The mission statement of Jesus that He came to seek and save that which was lost is an affirmation of a holistic ministry. He came to make men and women whole, to transform them physically, mentally, spiritually, and socially. Luke gives us two instances that illustrate how Jesus restored two broken men into wholeness. One was blind physically, the other spiritually; both were outcasts—one a beggar and the other a tax collector. But both men were candidates for Christ’s saving mission, and neither was beyond His heart or reach.
Mark names the man as Bartimaeus (Mark 10:46). He was a beggar outside of Jericho. Physically challenged, socially of no consequence, and poverty stricken, he suddenly found himself in the sweep of heaven’s wonder: “Jesus of Nazareth was passing by” (Luke 18:37, NKJV), and his faith surged upward to cry out, “ ‘Son of David, have mercy on me!’ ” (vs. 39, NKJV). Faith requires neither eyes nor ears, neither feet nor hands, but only a heart that connects to the Creator of the world.
Only Luke records the story of Zacchaeus, the last of Jesus’ many encounters with outcasts. Christ’s mission, to seek and save that which was lost, was gloriously fulfilled in this encounter with Zacchaeus. Zacchaeus was Jericho’s chief tax collector, a chief sinner in the judgment of the city’s Pharisees, but a chief sinner sought and saved by the Savior. What strange places and methods Jesus used to accomplish His mission: a sycamore tree, a curious man seeking to see who Jesus was, and a loving Lord commanding the man to come down, for He had a self-invited lunch appointment with him.
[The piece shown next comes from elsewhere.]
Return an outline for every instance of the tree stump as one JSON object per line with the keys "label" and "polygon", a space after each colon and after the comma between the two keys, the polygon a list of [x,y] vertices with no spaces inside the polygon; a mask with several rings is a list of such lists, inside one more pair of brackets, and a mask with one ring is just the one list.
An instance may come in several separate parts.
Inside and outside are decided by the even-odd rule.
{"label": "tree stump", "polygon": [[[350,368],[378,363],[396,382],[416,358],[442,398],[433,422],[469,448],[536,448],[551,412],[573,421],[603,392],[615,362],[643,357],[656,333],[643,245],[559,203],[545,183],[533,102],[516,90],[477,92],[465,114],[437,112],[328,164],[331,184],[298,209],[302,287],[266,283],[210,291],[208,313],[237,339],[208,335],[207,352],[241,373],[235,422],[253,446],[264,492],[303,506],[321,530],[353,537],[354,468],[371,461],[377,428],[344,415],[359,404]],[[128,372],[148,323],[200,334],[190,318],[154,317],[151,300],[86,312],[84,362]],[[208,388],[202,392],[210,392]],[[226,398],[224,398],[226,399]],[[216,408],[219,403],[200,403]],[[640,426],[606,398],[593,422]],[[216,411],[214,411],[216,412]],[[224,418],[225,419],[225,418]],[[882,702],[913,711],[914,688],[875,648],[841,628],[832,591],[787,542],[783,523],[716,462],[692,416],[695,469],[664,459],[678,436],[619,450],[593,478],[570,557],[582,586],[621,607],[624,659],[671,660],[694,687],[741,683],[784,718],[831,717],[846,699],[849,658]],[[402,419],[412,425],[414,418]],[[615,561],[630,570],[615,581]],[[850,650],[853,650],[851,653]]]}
But more important, Jesus had a delivery to make: “ ‘Today salvation has come to this house’ ” (Luke 19:9, NKJV), but not before Zacchaeus made things right (vs. 8).
Further Study: “By the lost sheep Christ represents not only the individual sinner but the one world that has apostatized and has been ruined by sin.”—Ellen G. White, Christ’s Object Lessons, p. 190.
On the value of one soul: “The value of a soul, who can estimate? Would you know its worth, go to Gethsemane, and there watch with Christ through those hours of anguish, when He sweat as it were great drops of blood. Look upon the Saviour uplifted on the cross. . . . At the foot of the cross, remembering that for one sinner Christ would have laid down His life, you may estimate the value of a soul.”—Christ’s Object Lessons, p. 196.